Le journal d’opposition Novaya Gazeta a dénoncé une exécution extrajudiciaire de masse en Tchétchénie. Selon la publication, les forces de sécurité ont tué, en janvier 2017, au moins 27 personnes à Grozny.

Aslan Iraskhanov, commandant du régiment de police où la tuerie aurait eu lieu, en compagnie du président tchétchène Ramzan Kadyrov. Aslan Iraskhanov, commandant du régiment de police où la tuerie aurait eu lieu, en compagnie du président tchétchène Ramzan Kadyrov.

Les victimes auraient été détenues dans le cadre d’une opération spéciale menée après le meurtre d’un policier et du vol de sa voiture en décembre 2016. Un incident qui a donné lieu à des détentions massives dans toute la Tchétchénie. Tous les protagonistes ont ensuite été éliminés, soutient Novaya Gazeta, y compris trois détenus qui ont été abattus dans un hôpital de Grozny. Dans le même temps, en janvier, le président tchétchène, Ramzan Kadyrov, avait rendu compte des arrestations et déclaré, ajoute Novaya Gazeta,que la bande avait des liens avec les terroristes de l’Etat islamique (interdit en Russie).

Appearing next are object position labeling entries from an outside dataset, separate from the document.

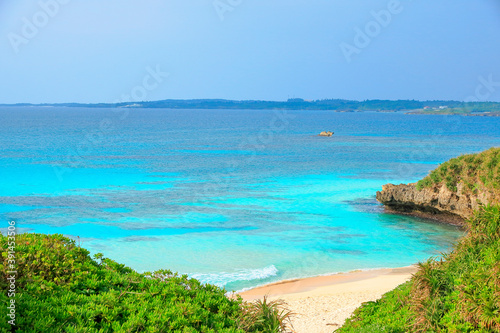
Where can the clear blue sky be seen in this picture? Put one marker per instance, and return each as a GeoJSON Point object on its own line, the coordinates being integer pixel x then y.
{"type": "Point", "coordinates": [99, 50]}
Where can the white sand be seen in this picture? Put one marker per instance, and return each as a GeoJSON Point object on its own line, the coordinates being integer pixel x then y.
{"type": "Point", "coordinates": [323, 303]}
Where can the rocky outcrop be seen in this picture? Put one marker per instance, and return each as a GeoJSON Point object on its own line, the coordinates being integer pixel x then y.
{"type": "Point", "coordinates": [436, 202]}
{"type": "Point", "coordinates": [326, 133]}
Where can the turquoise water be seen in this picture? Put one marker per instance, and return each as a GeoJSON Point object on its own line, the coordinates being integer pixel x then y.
{"type": "Point", "coordinates": [238, 198]}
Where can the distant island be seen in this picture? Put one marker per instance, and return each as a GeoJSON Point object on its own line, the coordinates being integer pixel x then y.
{"type": "Point", "coordinates": [337, 105]}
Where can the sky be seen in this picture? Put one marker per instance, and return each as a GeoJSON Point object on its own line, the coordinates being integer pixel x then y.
{"type": "Point", "coordinates": [90, 51]}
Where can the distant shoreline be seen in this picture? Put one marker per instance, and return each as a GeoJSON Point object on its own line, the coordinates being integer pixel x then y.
{"type": "Point", "coordinates": [336, 105]}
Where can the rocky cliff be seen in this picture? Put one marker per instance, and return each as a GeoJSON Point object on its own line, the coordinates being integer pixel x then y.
{"type": "Point", "coordinates": [436, 202]}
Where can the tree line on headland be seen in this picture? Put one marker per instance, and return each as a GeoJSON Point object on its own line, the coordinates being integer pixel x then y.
{"type": "Point", "coordinates": [340, 105]}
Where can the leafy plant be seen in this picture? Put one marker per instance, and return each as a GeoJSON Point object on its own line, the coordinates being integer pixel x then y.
{"type": "Point", "coordinates": [267, 316]}
{"type": "Point", "coordinates": [60, 288]}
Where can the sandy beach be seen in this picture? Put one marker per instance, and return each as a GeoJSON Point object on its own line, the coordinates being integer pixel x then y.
{"type": "Point", "coordinates": [323, 303]}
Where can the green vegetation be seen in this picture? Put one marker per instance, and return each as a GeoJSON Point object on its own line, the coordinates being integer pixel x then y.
{"type": "Point", "coordinates": [265, 316]}
{"type": "Point", "coordinates": [476, 172]}
{"type": "Point", "coordinates": [459, 291]}
{"type": "Point", "coordinates": [60, 288]}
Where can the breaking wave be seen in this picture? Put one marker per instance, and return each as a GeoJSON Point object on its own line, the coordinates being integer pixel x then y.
{"type": "Point", "coordinates": [221, 279]}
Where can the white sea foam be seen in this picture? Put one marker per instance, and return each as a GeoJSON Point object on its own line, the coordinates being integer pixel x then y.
{"type": "Point", "coordinates": [221, 279]}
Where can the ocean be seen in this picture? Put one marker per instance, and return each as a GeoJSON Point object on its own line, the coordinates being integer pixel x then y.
{"type": "Point", "coordinates": [237, 198]}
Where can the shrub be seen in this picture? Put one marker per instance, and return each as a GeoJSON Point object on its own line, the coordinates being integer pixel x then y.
{"type": "Point", "coordinates": [61, 289]}
{"type": "Point", "coordinates": [459, 292]}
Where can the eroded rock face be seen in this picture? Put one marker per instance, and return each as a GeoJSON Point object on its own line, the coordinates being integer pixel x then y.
{"type": "Point", "coordinates": [437, 202]}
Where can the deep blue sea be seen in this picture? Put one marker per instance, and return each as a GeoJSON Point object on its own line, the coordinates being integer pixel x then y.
{"type": "Point", "coordinates": [238, 198]}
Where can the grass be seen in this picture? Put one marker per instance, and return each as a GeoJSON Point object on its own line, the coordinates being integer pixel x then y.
{"type": "Point", "coordinates": [459, 292]}
{"type": "Point", "coordinates": [60, 288]}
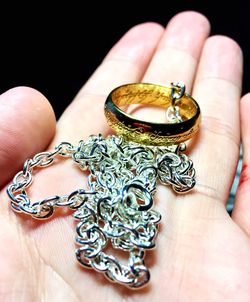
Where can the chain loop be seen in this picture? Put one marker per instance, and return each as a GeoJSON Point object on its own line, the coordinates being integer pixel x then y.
{"type": "Point", "coordinates": [117, 208]}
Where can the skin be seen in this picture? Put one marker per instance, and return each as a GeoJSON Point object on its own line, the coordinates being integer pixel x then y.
{"type": "Point", "coordinates": [202, 253]}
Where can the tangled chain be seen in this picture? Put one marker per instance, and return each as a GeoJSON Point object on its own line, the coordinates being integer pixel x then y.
{"type": "Point", "coordinates": [116, 210]}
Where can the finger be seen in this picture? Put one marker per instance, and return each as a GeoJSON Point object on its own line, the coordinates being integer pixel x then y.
{"type": "Point", "coordinates": [27, 125]}
{"type": "Point", "coordinates": [217, 89]}
{"type": "Point", "coordinates": [126, 62]}
{"type": "Point", "coordinates": [241, 212]}
{"type": "Point", "coordinates": [179, 50]}
{"type": "Point", "coordinates": [175, 59]}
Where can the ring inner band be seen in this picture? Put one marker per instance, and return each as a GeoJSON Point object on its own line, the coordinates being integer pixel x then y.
{"type": "Point", "coordinates": [150, 133]}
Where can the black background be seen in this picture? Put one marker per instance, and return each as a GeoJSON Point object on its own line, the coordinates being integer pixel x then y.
{"type": "Point", "coordinates": [55, 49]}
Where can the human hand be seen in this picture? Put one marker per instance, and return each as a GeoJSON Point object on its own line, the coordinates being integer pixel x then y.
{"type": "Point", "coordinates": [201, 253]}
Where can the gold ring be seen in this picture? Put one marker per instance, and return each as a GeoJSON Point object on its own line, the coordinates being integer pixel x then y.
{"type": "Point", "coordinates": [180, 129]}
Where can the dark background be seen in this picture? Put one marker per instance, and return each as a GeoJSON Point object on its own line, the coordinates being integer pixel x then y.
{"type": "Point", "coordinates": [56, 49]}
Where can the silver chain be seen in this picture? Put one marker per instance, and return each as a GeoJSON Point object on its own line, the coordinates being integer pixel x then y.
{"type": "Point", "coordinates": [117, 207]}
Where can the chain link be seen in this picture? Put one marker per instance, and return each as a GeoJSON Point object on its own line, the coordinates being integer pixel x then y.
{"type": "Point", "coordinates": [117, 208]}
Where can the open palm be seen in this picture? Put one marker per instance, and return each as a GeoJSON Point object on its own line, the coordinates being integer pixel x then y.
{"type": "Point", "coordinates": [202, 252]}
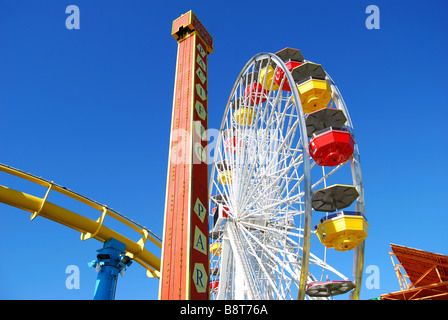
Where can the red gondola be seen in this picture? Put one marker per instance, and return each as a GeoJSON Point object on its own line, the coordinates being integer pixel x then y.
{"type": "Point", "coordinates": [331, 147]}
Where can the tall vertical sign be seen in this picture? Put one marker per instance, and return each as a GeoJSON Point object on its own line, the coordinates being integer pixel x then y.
{"type": "Point", "coordinates": [185, 263]}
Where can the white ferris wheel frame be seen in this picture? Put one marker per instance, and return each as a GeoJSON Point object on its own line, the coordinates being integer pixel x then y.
{"type": "Point", "coordinates": [355, 165]}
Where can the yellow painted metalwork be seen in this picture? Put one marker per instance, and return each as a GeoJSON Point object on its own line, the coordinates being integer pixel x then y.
{"type": "Point", "coordinates": [244, 116]}
{"type": "Point", "coordinates": [89, 228]}
{"type": "Point", "coordinates": [225, 177]}
{"type": "Point", "coordinates": [343, 232]}
{"type": "Point", "coordinates": [269, 73]}
{"type": "Point", "coordinates": [314, 94]}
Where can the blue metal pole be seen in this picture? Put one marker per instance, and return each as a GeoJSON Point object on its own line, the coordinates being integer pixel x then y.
{"type": "Point", "coordinates": [110, 262]}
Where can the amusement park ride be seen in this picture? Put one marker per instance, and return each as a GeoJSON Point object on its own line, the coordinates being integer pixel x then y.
{"type": "Point", "coordinates": [286, 158]}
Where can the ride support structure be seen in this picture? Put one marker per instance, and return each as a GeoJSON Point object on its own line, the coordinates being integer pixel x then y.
{"type": "Point", "coordinates": [185, 260]}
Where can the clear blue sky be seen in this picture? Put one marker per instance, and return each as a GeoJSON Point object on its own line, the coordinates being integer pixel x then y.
{"type": "Point", "coordinates": [90, 109]}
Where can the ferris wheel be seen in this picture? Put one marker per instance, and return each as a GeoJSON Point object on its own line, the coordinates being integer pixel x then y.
{"type": "Point", "coordinates": [285, 165]}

Les journalistes croient que l’exécution extrajudiciaire de masse a eu lieu dans la nuit du 25 au 26 janvier à Grozny, au point de contrôle « Akhmat-Hadji Kadyrov », où est déployé un régiment de police dirigé par le colonel Aslan Iraskhanov.

Après la tuerie, les corps des détenus auraient été enterrés dans divers cimetières, y compris chrétiens. La publication indique que la décision sur l’exécution a été prise «de manière centralisée et spontanée». Le journal d’opposition a publié une liste de 27 personnes tuées, qui contiennent leurs noms complets, leurs dates de naissance et, dans certains cas, leurs adresses. Le journal ajoute que le nombre total de morts peut atteindre 56 personnes.

Le journal russe Novaya Gazeta avait révélé, le 1er avril, une vague de persécutions ciblant les homosexuels en Tchétchénie.